Over the last eight years, all graduating medical students in Scotland have been given a copy of Tools of the Trade, a pocket-sized book of poems written to inspire young doctors to not forget that behind the diseases there are real people with real human needs like compassion and empathy. In the book’s foreword, Gavin Francis writes “there’s a great deal of science in medicine – science allied with a healthy dose of human kindness.”
We are also seeing the integration of the humanities in the management sciences and even in the field of engineering. Business today is more than just understanding marketing, finance, operations, and other core areas; it is about human behavior, ethics, cultural differences, the global socio-political climate, as well as the need for reflective and empathic leadership, to list only a few. Similarly, engineering and the humanities have traditionally not been close friends, but there is also growing awareness that engineers need humanities training in subjects like ethics, philosophy, culture, history of technology, and design and critical thinking skills. According to American civil engineer Nathan W. Dougherty, “the ideal engineer is a composite… He is not a scientist, he is not a mathematician, he is not a sociologist or a writer; he may use the knowledge and techniques of any or all of these disciplines in solving engineering problems.” Of course, since Dougherty’s lifetime, many more women have entered the field.

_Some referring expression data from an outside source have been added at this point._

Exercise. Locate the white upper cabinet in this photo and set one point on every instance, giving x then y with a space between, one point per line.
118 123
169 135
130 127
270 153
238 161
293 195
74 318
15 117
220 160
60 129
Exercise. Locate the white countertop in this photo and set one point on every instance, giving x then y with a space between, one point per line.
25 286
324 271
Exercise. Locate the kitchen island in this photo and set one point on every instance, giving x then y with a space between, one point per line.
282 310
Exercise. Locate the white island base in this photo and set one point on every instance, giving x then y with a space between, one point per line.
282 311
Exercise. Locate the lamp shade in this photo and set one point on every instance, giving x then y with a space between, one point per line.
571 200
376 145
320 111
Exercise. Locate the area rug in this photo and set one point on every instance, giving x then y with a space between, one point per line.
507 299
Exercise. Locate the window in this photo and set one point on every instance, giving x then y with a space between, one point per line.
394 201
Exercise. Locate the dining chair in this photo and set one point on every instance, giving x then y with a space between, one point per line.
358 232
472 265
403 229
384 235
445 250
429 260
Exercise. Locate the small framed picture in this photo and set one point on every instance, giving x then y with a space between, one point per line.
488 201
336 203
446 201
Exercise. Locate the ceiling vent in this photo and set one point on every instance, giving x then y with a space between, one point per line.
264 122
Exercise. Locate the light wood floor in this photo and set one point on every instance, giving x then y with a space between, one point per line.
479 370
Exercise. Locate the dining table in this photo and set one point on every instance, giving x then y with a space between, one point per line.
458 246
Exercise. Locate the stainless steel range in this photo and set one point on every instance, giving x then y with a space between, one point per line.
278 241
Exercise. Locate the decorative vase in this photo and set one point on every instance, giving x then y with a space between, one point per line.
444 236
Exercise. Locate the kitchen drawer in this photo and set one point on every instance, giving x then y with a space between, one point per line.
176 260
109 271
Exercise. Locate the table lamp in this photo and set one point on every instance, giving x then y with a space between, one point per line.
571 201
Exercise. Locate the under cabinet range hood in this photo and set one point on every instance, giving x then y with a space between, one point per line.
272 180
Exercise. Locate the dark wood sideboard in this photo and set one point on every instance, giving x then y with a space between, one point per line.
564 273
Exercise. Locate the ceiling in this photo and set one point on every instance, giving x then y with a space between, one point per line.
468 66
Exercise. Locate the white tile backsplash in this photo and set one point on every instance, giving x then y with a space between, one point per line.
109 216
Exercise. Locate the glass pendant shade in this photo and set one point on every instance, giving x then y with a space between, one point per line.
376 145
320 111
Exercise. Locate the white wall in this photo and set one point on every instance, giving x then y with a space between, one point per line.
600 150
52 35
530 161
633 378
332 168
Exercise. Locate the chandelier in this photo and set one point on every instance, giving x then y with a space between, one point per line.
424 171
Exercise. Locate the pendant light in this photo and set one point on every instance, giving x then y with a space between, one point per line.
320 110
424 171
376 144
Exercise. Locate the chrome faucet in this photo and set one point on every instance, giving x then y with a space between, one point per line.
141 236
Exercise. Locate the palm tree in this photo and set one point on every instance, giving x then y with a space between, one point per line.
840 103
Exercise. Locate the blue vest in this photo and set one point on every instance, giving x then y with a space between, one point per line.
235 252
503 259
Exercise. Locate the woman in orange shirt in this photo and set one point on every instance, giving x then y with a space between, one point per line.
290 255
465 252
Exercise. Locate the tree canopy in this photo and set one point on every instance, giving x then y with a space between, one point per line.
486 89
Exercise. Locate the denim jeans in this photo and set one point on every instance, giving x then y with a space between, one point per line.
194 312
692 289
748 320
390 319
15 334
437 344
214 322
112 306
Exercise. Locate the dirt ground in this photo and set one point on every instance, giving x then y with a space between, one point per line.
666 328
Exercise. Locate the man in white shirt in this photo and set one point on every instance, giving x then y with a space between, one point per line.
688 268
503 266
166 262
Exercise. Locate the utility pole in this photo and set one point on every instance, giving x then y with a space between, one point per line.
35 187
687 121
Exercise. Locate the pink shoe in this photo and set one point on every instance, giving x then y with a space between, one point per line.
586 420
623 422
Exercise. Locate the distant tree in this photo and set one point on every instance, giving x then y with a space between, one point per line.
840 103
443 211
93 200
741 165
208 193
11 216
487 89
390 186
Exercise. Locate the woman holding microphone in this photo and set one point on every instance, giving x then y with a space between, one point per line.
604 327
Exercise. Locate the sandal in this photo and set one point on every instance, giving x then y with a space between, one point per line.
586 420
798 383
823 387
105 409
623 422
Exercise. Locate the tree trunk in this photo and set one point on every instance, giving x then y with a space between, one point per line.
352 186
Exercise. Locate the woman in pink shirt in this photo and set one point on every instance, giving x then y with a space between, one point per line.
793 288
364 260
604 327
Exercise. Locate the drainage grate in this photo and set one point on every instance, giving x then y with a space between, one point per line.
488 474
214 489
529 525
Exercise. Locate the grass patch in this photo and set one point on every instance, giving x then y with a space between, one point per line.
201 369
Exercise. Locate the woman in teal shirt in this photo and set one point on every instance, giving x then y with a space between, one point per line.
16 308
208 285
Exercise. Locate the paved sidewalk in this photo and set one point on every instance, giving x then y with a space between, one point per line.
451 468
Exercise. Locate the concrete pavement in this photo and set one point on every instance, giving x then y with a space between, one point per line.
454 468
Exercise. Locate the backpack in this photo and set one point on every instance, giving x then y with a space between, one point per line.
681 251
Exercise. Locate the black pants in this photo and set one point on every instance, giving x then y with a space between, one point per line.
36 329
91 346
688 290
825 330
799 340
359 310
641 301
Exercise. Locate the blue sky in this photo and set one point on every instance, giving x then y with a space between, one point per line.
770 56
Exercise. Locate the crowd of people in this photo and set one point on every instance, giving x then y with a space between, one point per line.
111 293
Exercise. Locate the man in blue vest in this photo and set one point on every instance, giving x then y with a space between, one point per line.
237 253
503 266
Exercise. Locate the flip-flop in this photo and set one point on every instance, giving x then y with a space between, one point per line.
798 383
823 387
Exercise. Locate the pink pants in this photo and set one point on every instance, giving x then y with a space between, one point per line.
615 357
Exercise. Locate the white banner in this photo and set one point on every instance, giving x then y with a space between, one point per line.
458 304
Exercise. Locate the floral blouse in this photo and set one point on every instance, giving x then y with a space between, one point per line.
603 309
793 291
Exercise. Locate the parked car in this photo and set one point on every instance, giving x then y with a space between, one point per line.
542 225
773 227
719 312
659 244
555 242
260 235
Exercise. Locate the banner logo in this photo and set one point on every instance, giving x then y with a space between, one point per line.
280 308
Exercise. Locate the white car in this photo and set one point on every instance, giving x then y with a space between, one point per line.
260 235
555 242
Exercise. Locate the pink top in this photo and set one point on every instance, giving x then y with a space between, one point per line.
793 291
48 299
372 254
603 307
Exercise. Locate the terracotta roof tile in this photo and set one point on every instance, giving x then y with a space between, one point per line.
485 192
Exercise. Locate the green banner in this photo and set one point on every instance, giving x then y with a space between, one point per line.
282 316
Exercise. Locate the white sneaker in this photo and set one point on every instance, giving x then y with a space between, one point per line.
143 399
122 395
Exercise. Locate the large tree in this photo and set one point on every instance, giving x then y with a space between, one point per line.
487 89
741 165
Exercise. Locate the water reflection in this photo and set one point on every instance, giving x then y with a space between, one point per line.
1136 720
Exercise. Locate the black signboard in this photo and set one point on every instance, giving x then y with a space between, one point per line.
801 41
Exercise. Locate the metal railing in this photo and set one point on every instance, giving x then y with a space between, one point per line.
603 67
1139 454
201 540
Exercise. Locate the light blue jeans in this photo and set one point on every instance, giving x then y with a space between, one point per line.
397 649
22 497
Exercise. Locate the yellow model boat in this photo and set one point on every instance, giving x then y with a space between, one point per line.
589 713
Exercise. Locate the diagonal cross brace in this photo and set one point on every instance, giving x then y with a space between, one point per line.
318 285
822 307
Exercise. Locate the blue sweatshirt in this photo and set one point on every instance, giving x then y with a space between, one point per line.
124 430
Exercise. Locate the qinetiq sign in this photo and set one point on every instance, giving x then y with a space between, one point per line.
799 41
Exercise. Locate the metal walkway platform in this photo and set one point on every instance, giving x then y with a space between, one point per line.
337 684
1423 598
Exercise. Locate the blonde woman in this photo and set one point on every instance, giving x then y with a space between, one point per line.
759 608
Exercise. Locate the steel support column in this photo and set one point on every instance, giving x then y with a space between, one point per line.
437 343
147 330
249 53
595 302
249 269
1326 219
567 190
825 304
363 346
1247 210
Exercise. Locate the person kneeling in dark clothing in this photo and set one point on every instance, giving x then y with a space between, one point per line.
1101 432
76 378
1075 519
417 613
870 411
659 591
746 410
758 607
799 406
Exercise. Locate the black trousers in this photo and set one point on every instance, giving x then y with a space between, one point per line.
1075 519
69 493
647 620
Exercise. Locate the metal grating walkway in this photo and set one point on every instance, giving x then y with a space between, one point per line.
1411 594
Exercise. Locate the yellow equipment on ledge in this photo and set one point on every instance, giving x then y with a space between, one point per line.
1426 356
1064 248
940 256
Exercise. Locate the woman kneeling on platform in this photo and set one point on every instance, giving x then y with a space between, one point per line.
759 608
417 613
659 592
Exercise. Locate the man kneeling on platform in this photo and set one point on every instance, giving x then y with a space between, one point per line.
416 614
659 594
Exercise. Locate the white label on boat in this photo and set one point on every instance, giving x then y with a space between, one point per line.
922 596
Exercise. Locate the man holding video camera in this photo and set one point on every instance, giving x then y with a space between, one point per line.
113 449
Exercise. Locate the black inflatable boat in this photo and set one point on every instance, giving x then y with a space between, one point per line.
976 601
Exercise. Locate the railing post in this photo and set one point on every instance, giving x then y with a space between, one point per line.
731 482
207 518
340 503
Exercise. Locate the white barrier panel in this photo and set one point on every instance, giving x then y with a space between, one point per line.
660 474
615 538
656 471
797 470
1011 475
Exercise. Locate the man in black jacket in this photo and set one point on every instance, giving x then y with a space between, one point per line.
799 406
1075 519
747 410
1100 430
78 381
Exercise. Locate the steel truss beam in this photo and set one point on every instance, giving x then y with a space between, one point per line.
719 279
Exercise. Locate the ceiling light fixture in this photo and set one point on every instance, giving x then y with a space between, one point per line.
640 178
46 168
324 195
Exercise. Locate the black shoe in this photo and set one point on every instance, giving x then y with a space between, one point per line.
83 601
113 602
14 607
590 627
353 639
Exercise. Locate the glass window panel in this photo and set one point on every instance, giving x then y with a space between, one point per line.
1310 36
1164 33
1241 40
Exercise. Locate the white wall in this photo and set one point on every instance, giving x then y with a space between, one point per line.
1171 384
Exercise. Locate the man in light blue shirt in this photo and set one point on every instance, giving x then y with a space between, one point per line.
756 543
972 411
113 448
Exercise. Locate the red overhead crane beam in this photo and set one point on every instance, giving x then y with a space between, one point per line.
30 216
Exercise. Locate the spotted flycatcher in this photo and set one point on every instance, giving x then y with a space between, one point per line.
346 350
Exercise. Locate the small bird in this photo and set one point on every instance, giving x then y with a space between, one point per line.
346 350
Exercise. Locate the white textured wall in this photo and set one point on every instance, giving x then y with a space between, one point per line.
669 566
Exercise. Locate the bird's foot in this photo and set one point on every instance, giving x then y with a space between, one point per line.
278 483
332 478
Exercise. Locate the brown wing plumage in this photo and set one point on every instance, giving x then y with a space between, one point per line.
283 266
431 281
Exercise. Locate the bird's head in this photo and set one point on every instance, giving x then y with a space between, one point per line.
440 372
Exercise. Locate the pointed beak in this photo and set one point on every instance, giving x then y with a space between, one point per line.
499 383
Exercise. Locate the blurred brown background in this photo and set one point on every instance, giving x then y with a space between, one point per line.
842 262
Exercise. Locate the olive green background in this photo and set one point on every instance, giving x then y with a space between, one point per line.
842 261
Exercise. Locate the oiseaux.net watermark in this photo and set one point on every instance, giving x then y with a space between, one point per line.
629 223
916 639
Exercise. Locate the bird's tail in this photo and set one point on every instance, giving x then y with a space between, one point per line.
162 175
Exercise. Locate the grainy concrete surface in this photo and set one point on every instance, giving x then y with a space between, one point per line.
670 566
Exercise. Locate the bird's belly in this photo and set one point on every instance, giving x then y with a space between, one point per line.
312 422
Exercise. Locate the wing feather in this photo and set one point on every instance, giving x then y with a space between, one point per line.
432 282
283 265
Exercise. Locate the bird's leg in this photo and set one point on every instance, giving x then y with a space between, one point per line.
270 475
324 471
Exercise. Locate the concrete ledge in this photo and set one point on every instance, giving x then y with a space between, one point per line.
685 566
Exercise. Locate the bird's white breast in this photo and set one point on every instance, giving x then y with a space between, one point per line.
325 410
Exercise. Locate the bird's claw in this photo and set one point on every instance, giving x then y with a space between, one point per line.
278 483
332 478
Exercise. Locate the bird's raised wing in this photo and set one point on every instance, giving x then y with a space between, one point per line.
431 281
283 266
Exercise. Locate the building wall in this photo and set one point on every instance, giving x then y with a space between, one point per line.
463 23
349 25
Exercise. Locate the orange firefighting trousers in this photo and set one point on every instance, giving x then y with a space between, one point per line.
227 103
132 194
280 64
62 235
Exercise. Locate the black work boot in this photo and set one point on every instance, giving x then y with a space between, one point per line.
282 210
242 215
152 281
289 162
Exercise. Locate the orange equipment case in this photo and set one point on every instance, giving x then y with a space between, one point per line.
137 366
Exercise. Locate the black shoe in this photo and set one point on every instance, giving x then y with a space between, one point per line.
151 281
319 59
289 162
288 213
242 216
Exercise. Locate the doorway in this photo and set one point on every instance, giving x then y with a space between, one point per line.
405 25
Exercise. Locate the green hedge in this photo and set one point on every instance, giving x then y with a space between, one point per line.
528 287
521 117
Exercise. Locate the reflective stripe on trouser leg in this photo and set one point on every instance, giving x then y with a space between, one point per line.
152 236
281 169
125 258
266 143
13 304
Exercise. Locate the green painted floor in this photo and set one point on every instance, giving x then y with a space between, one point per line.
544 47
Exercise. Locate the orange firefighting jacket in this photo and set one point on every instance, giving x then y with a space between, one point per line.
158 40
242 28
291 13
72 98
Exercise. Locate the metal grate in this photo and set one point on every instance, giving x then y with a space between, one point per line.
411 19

Thanks to our constantly changing technology-focused world, the humanities are needed in our classrooms now more than ever, to help us make sense of this world with balance, perspective, and most importantly, humaneness. The humanities need to be an essential part of a well-rounded education, one that starts in primary school and continues throughout a person’s life. Education is a personal journey and the humanities light our way. We are now confronting major global challenges that, yes, require global solutions. The current health crisis has clearly shown this. We must draw from the humanities to find inspiration and purpose and train a future generation of global reflective leaders that understand the complexities and inter-connectedness of the world we live in. Knowledge without critical reflection is nothing but an empty word.